Recital de poesía rusa en Madrid

Foto cedida por el Centro Ruso de Cultura y Ciencia de Madrid.

Foto cedida por el Centro Ruso de Cultura y Ciencia de Madrid.

El Centro Ruso de Cultura y Ciencia organizó el 25 de enero una velada literaria en torno a la poesía en la Edad de Plata. Se hizo un recorrido por las principales tendencias literarias de este período clave en la cultura rusa, centrándose en el simbolismo y el acmeísmo.

La tertulia fue una verdadera celebración del lenguaje llevado a su máxima expresión. Rusos hablando en español y españoles hablando en ruso; los melódicos versos de los grandes maestros de la Edad de Plata resonando de boca en boca. Distintas voces, algunas temerosas, otras notablemente emocionadas, con o sin acento, pero todas disfrutando de la fuerza de la palabra recitada. Tal vez porque la mayoría de estos poemas fueron concebidos con sufrimiento, esta selección logró causar un gran impacto en los oyentes que se identificaron con un tiempo determinado, el cual marcó no sólo a Rusia sino que a todo el continente europeo.
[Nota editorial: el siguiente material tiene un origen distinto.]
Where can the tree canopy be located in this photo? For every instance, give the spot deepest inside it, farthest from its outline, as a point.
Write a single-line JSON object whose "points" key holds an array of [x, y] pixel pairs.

La Edad de Plata de la literatura rusa es una etapa que dura desde la década de los 80 del siglo XIX, hasta los años 20. Esta época marca un apogeo de las artes, definido por el renacimiento espiritual y el refinamiento. De esta manera, el llamado Art Nouveau, desarrollado en Europa occidental, toma un rumbo distinto y el artista opta por una postura más bien individualista. Sin embargo, estos poetas nunca dejaron de estar comprometidos con su país. Al contrario, celebraron con cierta nostalgia una Rusia del pasado. Un claro ejemplo lo podemos encontrar en el poema “Rusia” de Alexánder Blok, máximo exponente del simbolismo, que dice: “Rusia, Rusia desdichada... Para mi tus cabañas pardas, tus canciones llenas de viento, son como las primeras lágrimas de amor.” El poema, sigue en el mismo tono, exaltando a la belleza de su país hasta el punto de compararlo con una bella mujer. La belleza, el concepto más importante en la poesía de Blok, se eleva hasta adquirir un estatuto divino. Otros poetas, como Serguéi Esenin, que formó parte del grupo de los “nuevos campesinos”, tomaron posturas más sociales, tal y como se puede percibir en los siguientes versos: “ ¡Oh, Rusia, lánzate hacia un nuevo horizonte! Bajo otros nombres late una estepa.”

Algunas voces femeninas como la de Anna Ajmátova o la de Marina Tsvetáieva también tuvieron presencia en el evento. Las obras de ambas poetas evidencian un carácter fuerte y admirable, poco común para la mujer de ese tiempo. Madres, luchadoras, y sufridoras, se vieron obligadas a refugiarse en los versos en medio de la tragedia y del exilio. El momento álgido de la noche vino con la trágica historia de Ósip Mandelshtam, perteneciente a la corriente acmeísta, y que a causa de unos poemas a Stalin, fue desterrado a los Urales donde murió en un campo de trabajo. “Morir es decir poco, en el caso de Mandelshtam”, afirmó emocionada una de las coordinadoras del evento. “Murió de frío, hambre y trabajo. Lo encontraron en su cama, congelado hasta las lágrimas. Sí, en su cara había lágrimas de poesía congeladas.”

El contenido de la presentación puso en evidencia el sufrimiento causado por los acontecimientos de octubre de 1917. La oscuridad en la que vivieron estos poetas e intelectuales. A pesar de ello, hasta en la oscuridad más profunda hay una luz. Para finalizar la noche, se encendió una vela, símbolo de la paz espiritual y de la mente iluminada. Otro de los grandes protagonistas de la noche fue un español: Guillermo Nelson, que destacó por la apasionada lectura que realizó de varios poemas en ruso. “Llevo ya ocho años estudiándolo”, declara Guillermo. “No es mucho, teniendo en cuenta que cada clase dura hora y media solamente. Tuve oportunidad de viajar a Rusia, pero nunca he podido quedarme mucho tiempo. Me hubiera gustado. ¡Es un país increíble! ¡Me gusta mucho!” Esto es, ciertamente, una muestra de que la lucha de las grandes mujeres y hombres presentados en la velada no fue en vano.